3:00 pm in 341 Altgeld Hall,Friday, September 20, 2019

Introduction to Quasiconformal and Quasisymmetric maps on metric spaces

Stathis Chrontsios (UIUC Math)

Abstract: The talk will be a quick introduction to quasiconformal and quasisymmetric maps on metric spaces. I will start by describing how quasiconformal maps first appeared as generalizations of conformal maps on the complex plane and how they were generalized in arbitrary metric spaces. In addition, I will present how they gave rise to quasisymmetric maps on the real line and their later generalization in metric spaces. Moreover, I will discuss interesting quasisymmetric invariants and the definition of the conformal gauge. Last but not least, I will mention some applications this theory has had in Geometric Group Theory and some open problems.

3:00 pm in 1 Illini Hall,Friday, September 20, 2019

The prime number theorem through the Ingham-Karamata Tauberian theorem

Gregory Debruyne (Illinois Math)

Abstract: It is well-known that the prime number theorem can be deduced from certain Tauberian theorems. In this talk, we shall present a Tauberian approach that is perhaps not that well-known through the Ingham-Karamata theorem. Moreover, we will give a recently discovered "simple" proof of a so-called one-sided version of this theorem. We will also discuss some recent developments related to the Ingham-Karamata theorem. The talk is based on work in collaboration with Jasson Vindas.
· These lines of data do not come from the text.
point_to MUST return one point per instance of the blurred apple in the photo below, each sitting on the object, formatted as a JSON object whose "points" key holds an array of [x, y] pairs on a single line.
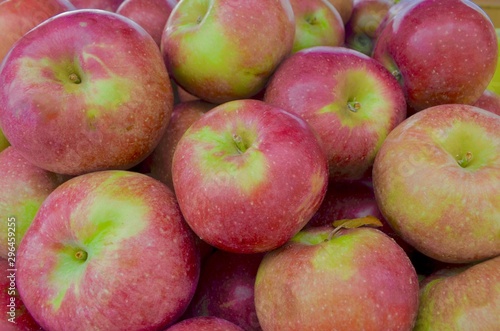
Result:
{"points": [[223, 50], [436, 180], [350, 100], [76, 96], [248, 176], [431, 47], [108, 250], [317, 23]]}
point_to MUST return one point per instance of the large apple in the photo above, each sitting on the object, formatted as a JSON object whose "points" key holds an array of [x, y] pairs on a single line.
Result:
{"points": [[317, 23], [465, 298], [248, 176], [436, 179], [108, 250], [350, 100], [222, 50], [19, 16], [347, 279], [86, 90], [431, 46]]}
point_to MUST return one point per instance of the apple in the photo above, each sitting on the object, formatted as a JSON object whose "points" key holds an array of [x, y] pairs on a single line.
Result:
{"points": [[183, 116], [248, 176], [317, 23], [226, 289], [220, 50], [152, 15], [24, 188], [464, 298], [431, 47], [108, 250], [205, 323], [343, 279], [489, 101], [351, 101], [77, 96], [436, 180], [19, 16], [361, 29]]}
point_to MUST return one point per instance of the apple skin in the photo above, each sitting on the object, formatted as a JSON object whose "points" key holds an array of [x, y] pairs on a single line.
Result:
{"points": [[226, 289], [205, 323], [317, 23], [350, 100], [24, 188], [108, 250], [19, 16], [436, 180], [431, 47], [360, 279], [248, 176], [463, 298], [212, 55], [110, 116], [152, 15], [489, 101]]}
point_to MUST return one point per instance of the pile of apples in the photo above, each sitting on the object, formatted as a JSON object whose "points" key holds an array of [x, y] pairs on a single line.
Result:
{"points": [[228, 165]]}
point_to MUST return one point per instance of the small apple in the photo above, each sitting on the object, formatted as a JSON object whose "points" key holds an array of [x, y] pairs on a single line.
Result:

4:00 pm in 345 Altgeld Hall,Friday, September 20, 2019

A Logician's Introduction to the Problem of P vs. NP

Alexi Block Gorman (UIUC Math)

Abstract: Central to much of computer science, and some areas of mathematics, are questions about various problems' computability and complexity (whether the problem can be solved "algorithmically," and how "hard" it is to do so). In this talk, I will first give an overview of the complexity hierarchy for machines (from finite automata to Turing machines) and the mathematical properties of the space of languages that we associate with them. Next, I will discuss the relationship of deterministic and non-deterministic machines, which will allow us to segue from questions of computability to that of complexity. Finally, I will give a precise formulation of the problem of P vs. NP, and try to illustrate why the problem remains rather elusive. This talk does not require any background in logic or computer science, and should be accessible to all graduate students.

4:00 pm in 347 Altgeld Hall,Friday, September 20, 2019

To Be Announced

Alice Chudnovsky (UIUC Math)

4:00 pm in 141 Altgeld Hall,Friday, September 20, 2019

A Geometric Proof of Lie's Third Theorem

Shuyu Xiao (UIUC)

Abstract: There are three basic results in Lie theory known as Lie's three theorems. These theorems together tell us that: up to isomorphism, there is a one-to-one correspondence between finite-dimensional Lie algebras and simply connected Lie groups. While the first two theorems are easy to prove with the most basic differential geometry knowledge, the third one is somehow a deeper result which needs relatively advanced tools. In this talk, I will go over the proof given by Van Est, in which he identifies any finite-dimensional Lie algebra with a semi-direct product of its center and its adjoint Lie algebra. I will introduce Lie group cohomology, Lie algebra cohomology and how they classify the abelian extensions of Lie groups and Lie algebras and thus determine the Lie algebra structure on the semi-direct product.